Only about 25% of the global cybersecurity workforce is currently comprised of women. Yet, women make up 51% of the population. Without women pursuing careers in cybersecurity, the industry is missing out on a huge portion of the population’s talent pool. To close this gap, it is critical foster an interest in cybersecurity in young girls - even as early as grade school.
“Yesterday, the Girl Scouts celebrated their 111th birthday and as we kick off Girl Scouts Week, I can’t think of a better way to recognize their impact on every community in America than to formalize our relationship so we can continue to work together to train the next generation of cybersecurity talent our nation so badly needs,” said CISA Director Jen Easterly. “It will take real collaboration to close the cybersecurity gender gap and I am thrilled to strengthen and solidify an already fantastic collaboration with GSUSA to help us get there. CISA and GSUSA share a common goal to close the gender gap in technology and to inspire the next generation of cybersecurity leaders.”

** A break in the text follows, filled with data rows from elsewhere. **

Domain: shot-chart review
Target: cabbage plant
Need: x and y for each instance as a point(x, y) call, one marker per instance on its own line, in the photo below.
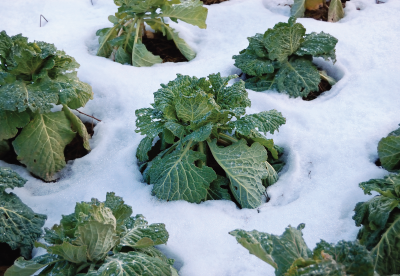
point(123, 42)
point(290, 255)
point(100, 239)
point(200, 145)
point(281, 59)
point(20, 226)
point(34, 77)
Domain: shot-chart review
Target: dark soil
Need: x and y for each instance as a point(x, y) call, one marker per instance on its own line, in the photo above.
point(321, 13)
point(75, 149)
point(72, 151)
point(7, 257)
point(166, 49)
point(323, 86)
point(210, 2)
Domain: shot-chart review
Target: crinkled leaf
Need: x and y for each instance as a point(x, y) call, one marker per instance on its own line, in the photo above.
point(142, 57)
point(335, 12)
point(386, 253)
point(132, 264)
point(22, 267)
point(19, 225)
point(244, 166)
point(354, 257)
point(219, 189)
point(138, 234)
point(266, 121)
point(298, 8)
point(10, 179)
point(10, 122)
point(258, 243)
point(283, 41)
point(98, 237)
point(176, 177)
point(148, 122)
point(71, 253)
point(253, 65)
point(40, 145)
point(318, 45)
point(78, 126)
point(298, 78)
point(389, 152)
point(190, 11)
point(389, 186)
point(61, 268)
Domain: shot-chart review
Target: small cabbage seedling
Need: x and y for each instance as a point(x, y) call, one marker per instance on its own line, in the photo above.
point(123, 42)
point(281, 59)
point(290, 256)
point(99, 239)
point(379, 219)
point(20, 226)
point(35, 76)
point(335, 11)
point(200, 145)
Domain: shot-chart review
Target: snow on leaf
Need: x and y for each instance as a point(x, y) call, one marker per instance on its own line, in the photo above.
point(133, 264)
point(40, 146)
point(175, 176)
point(10, 179)
point(19, 225)
point(245, 168)
point(10, 122)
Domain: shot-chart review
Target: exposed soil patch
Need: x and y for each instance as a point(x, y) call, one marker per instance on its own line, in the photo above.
point(322, 86)
point(321, 13)
point(210, 2)
point(7, 257)
point(72, 151)
point(159, 45)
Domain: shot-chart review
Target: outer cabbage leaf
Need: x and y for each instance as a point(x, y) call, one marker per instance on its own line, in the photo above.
point(219, 189)
point(253, 65)
point(22, 267)
point(138, 234)
point(389, 152)
point(20, 226)
point(175, 176)
point(190, 11)
point(98, 237)
point(40, 145)
point(318, 45)
point(258, 243)
point(10, 122)
point(142, 57)
point(245, 168)
point(354, 257)
point(10, 179)
point(132, 264)
point(282, 41)
point(266, 121)
point(298, 77)
point(386, 253)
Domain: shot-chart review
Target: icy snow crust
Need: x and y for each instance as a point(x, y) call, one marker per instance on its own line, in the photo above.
point(330, 143)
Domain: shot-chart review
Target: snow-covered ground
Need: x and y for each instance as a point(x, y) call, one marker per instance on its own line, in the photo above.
point(330, 143)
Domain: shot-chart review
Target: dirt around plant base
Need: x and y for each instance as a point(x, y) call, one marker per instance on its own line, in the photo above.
point(321, 13)
point(322, 86)
point(159, 45)
point(210, 2)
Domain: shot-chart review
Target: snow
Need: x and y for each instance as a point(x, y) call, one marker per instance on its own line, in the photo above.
point(330, 143)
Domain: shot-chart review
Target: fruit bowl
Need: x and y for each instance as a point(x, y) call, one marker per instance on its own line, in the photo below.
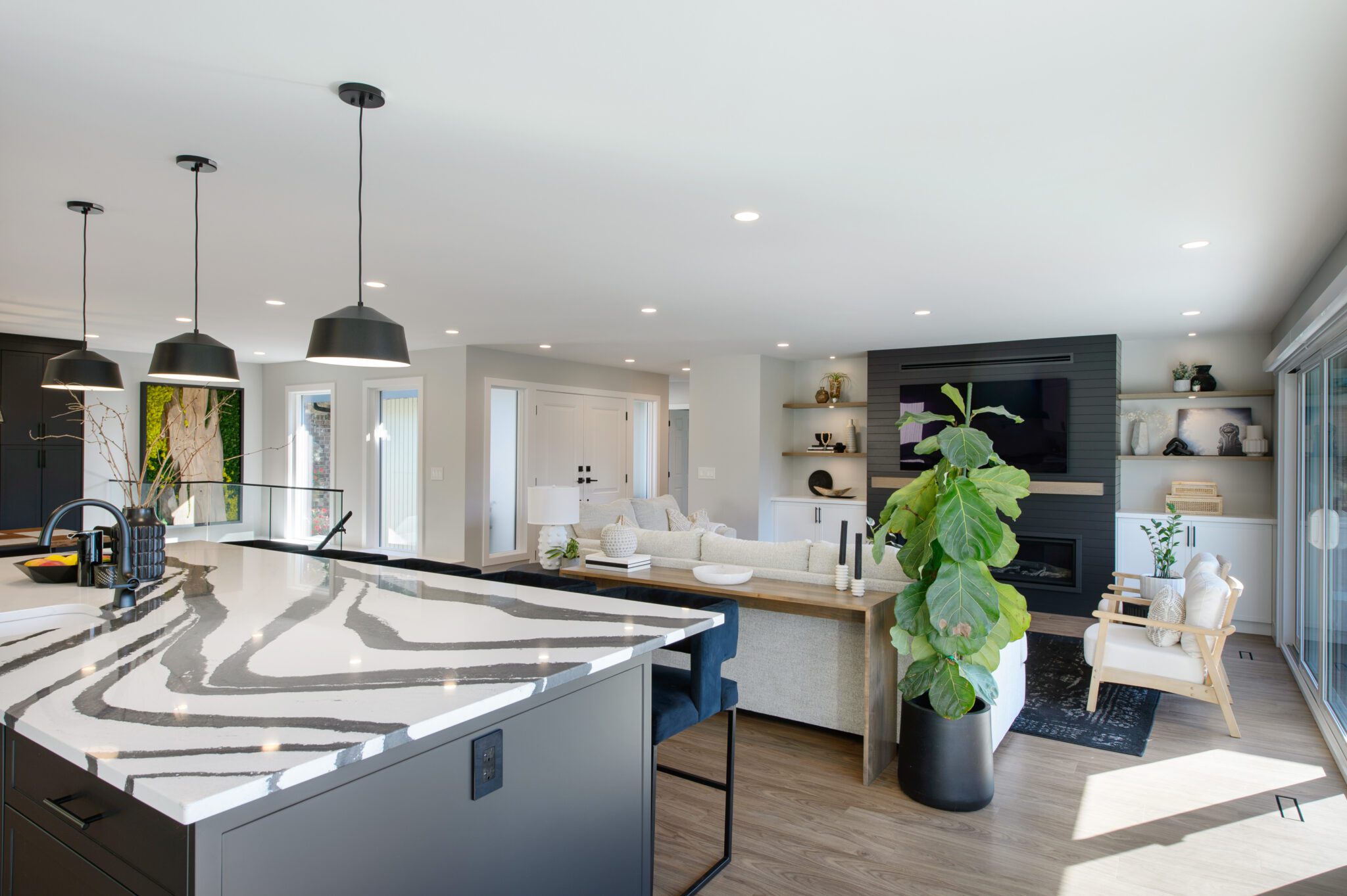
point(54, 575)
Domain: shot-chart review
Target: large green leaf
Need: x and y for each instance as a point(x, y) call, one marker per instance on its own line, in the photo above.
point(996, 410)
point(951, 695)
point(966, 524)
point(919, 677)
point(981, 680)
point(952, 394)
point(965, 447)
point(1002, 486)
point(1008, 550)
point(964, 605)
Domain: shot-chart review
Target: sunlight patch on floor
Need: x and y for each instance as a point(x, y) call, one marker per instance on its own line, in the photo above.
point(1128, 797)
point(1241, 859)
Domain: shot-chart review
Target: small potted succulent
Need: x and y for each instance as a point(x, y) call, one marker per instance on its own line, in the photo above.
point(1183, 377)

CISA and GSUSA already have a history of working together. In 2017, CISA provided thought collaboration and helped steer the creation of GSUSA’s 18 cybersecurity badges. In less than five years, more than 315,00 cybersecurity badges have been earned by Girl Scouts. Additionally, in 2021, the Department of Homeland Security and CISA partnered with CYBER.ORG and GSUSA to launch the 2021 Girl Scout Cyber Awareness Challenge to help develop the next generation of diverse cybersecurity talent and strengthen our nation’s cybersecurity resilience.

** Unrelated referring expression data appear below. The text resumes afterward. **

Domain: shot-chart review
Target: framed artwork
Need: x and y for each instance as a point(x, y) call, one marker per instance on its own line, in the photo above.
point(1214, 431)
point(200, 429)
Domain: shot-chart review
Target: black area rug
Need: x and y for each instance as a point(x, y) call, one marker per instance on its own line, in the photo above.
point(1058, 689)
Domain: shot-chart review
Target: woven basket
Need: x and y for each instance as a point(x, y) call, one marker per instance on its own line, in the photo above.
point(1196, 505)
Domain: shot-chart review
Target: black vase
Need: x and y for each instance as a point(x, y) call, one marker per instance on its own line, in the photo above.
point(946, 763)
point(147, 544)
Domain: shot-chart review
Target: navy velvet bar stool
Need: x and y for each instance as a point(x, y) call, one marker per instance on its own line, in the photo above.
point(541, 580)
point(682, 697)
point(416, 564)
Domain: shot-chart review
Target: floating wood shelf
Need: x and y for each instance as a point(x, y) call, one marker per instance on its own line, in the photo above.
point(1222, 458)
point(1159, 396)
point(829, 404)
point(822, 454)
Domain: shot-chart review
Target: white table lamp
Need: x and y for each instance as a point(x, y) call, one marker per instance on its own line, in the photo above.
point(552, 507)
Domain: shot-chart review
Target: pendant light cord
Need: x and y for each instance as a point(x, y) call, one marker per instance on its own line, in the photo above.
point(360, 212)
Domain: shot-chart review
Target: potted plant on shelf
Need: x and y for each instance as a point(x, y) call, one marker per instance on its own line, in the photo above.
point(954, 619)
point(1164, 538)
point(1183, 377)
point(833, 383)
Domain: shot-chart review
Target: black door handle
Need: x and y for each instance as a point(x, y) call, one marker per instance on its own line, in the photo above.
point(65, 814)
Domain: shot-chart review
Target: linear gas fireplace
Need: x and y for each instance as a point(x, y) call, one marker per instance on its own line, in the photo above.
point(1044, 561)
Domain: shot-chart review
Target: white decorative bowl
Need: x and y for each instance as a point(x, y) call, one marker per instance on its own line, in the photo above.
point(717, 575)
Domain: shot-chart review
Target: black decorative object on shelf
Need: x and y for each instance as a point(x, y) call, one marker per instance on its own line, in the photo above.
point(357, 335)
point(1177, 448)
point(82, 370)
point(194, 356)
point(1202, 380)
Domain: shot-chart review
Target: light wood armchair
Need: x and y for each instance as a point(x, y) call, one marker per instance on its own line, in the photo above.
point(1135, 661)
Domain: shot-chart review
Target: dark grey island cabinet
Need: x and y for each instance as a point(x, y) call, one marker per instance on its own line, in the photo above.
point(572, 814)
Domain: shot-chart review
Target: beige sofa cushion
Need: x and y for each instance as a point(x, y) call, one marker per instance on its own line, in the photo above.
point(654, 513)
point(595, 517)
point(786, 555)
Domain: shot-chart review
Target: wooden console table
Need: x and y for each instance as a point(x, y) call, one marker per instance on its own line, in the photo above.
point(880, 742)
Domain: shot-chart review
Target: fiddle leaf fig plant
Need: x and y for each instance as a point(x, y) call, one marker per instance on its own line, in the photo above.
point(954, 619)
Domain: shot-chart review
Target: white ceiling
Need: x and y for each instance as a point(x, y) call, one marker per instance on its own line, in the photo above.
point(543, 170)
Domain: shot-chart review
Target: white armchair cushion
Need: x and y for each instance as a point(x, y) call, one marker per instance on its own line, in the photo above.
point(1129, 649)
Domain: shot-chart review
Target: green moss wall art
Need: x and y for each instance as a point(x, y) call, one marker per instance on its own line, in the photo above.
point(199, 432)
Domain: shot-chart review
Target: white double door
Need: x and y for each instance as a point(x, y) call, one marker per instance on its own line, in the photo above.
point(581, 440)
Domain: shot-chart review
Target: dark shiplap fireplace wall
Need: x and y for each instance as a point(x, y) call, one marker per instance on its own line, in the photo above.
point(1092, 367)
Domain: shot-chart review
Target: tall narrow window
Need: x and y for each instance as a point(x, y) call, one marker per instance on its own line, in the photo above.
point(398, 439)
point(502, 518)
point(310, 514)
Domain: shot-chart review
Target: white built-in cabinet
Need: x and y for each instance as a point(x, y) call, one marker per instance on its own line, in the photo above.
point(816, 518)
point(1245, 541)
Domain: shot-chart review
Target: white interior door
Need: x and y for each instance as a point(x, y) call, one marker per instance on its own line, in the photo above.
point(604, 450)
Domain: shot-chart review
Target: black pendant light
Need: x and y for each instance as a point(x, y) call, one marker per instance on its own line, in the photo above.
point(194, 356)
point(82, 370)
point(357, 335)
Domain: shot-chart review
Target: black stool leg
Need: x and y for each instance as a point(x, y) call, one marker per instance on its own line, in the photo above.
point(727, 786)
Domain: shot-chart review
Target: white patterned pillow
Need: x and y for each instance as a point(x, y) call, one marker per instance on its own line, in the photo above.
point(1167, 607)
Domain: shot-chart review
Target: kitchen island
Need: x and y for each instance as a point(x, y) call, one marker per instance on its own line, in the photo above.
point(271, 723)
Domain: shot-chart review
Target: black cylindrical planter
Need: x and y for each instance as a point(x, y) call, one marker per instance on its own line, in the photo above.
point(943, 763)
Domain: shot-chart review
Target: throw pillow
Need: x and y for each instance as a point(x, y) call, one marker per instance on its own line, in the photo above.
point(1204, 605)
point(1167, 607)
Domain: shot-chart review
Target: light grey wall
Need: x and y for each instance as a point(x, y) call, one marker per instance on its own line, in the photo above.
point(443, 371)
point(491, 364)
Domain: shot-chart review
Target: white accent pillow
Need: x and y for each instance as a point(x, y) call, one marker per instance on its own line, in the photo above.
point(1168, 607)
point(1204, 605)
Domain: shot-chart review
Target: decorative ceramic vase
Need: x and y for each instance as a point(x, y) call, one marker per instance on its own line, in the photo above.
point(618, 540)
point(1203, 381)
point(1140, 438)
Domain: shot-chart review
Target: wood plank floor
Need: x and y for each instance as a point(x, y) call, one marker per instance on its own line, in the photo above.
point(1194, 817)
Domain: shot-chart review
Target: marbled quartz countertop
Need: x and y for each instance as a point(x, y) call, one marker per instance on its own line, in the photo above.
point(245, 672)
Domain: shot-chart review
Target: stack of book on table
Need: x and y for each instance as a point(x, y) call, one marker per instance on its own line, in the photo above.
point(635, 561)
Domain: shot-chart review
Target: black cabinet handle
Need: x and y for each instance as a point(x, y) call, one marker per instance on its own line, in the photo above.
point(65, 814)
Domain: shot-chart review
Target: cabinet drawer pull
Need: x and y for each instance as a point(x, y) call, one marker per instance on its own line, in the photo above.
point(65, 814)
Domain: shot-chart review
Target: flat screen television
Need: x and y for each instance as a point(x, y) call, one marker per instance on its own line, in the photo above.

Looking ahead, in July 2023, the agency will participate in the 2023 Girl Scout Convention at Phenom by Girl Scouts. CISA will also continue to share tips for girls and their families to stay safe online, not only as they navigate our increasingly digital world, but also as they learn entrepreneurship skills when selling their famous Girl Scout Cookies®.
This MOU builds on CISA’s work to ensure the field of cybersecurity reflects the diversity of America because such diversity translates into diversity of thought, enabling better problem-solving. Closing the gender gap in cybersecurity can ease the cyber workforce shortage, which in turn will make the nation more ready and prepared to take on the threats of today and those of tomorrow.
Last week, CISA announced an MOU with WiCyS and is already working to participate in their mentoring program which matches women working in cyber with newer women in the field.
As the nation’s cyber defense agency and national coordinator for critical infrastructure security, the Cybersecurity and Infrastructure Security Agency leads the national effort to understand, manage, and reduce risk to the digital and physical infrastructure Americans rely on every hour of every day.